Gilman, who after talking to Lewis drove up to Coffee Strong to see for herself, says she was “especially drawn to these young people whose activism was inspired from their own very real experiences with war.” Also inspiring for Gilman was the fact that the café offers vets outreach and resources for healing, regardless of their political leanings. Such a unique combination of community caring and political action proved irresistible to both the activist and folklorist in Gilman; hence her debut documentary, Grounds for Resistance, a powerful, emotionally stirring portrait of Coffee Strong that screens Thursday, June 9, at the Bijou.

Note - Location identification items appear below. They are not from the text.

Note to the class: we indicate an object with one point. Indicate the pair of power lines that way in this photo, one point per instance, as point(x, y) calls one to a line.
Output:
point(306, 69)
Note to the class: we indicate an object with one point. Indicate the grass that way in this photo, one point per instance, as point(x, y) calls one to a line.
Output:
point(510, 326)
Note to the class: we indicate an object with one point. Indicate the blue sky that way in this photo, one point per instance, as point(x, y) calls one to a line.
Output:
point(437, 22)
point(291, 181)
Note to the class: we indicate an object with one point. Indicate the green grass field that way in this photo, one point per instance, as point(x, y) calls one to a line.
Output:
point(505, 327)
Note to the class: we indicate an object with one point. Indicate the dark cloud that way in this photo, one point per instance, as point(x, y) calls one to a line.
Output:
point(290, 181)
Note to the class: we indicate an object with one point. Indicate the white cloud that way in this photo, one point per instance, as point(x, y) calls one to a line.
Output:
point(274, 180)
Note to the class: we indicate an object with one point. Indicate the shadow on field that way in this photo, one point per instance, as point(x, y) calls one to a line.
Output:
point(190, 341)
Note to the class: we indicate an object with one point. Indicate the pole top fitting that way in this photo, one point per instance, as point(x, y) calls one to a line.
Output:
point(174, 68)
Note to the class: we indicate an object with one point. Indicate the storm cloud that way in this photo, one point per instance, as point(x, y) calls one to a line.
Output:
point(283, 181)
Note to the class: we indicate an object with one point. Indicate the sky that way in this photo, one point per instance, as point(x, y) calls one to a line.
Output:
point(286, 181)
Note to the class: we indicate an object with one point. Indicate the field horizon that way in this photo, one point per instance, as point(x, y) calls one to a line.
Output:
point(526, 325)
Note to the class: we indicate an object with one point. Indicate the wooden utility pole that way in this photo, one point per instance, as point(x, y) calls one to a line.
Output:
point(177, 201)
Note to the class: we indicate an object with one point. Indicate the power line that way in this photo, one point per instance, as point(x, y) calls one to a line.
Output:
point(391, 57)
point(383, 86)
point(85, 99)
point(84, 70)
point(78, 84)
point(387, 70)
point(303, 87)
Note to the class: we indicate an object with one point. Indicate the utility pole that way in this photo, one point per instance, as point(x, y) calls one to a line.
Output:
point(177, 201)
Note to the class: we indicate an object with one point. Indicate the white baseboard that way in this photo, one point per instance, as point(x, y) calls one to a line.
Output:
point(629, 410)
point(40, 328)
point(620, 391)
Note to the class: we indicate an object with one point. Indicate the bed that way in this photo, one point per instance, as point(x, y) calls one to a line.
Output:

Grounds for Resistance is a stripped-down piece of guerrilla filmmaking, shot on a shoestring budget (about $10,000) and completely lacking in the cant and artifice of documentarian sophisticates such as Errol Morris or Ross McElwee. And if Gilman’s documentary isn’t striving to notch any cinematic style points, all the better; the ethnographer in her simply stands aside, allowing the story of Coffee Strong and its founders and patrons to tell itself in a way that is natural yet insistent, informed by an ingrained humanism that casts no judgment but simply opens its ears to listen and its eyes to see.

“I decided to make a film rather than write about Coffee Strong because I felt it was a story that most of us don’t know and wouldn’t ever hear about,” Gilman tells me. “Given our country’s involvement in two wars, it’s crucial that we have information about what our troops are experiencing during and after their deployments.”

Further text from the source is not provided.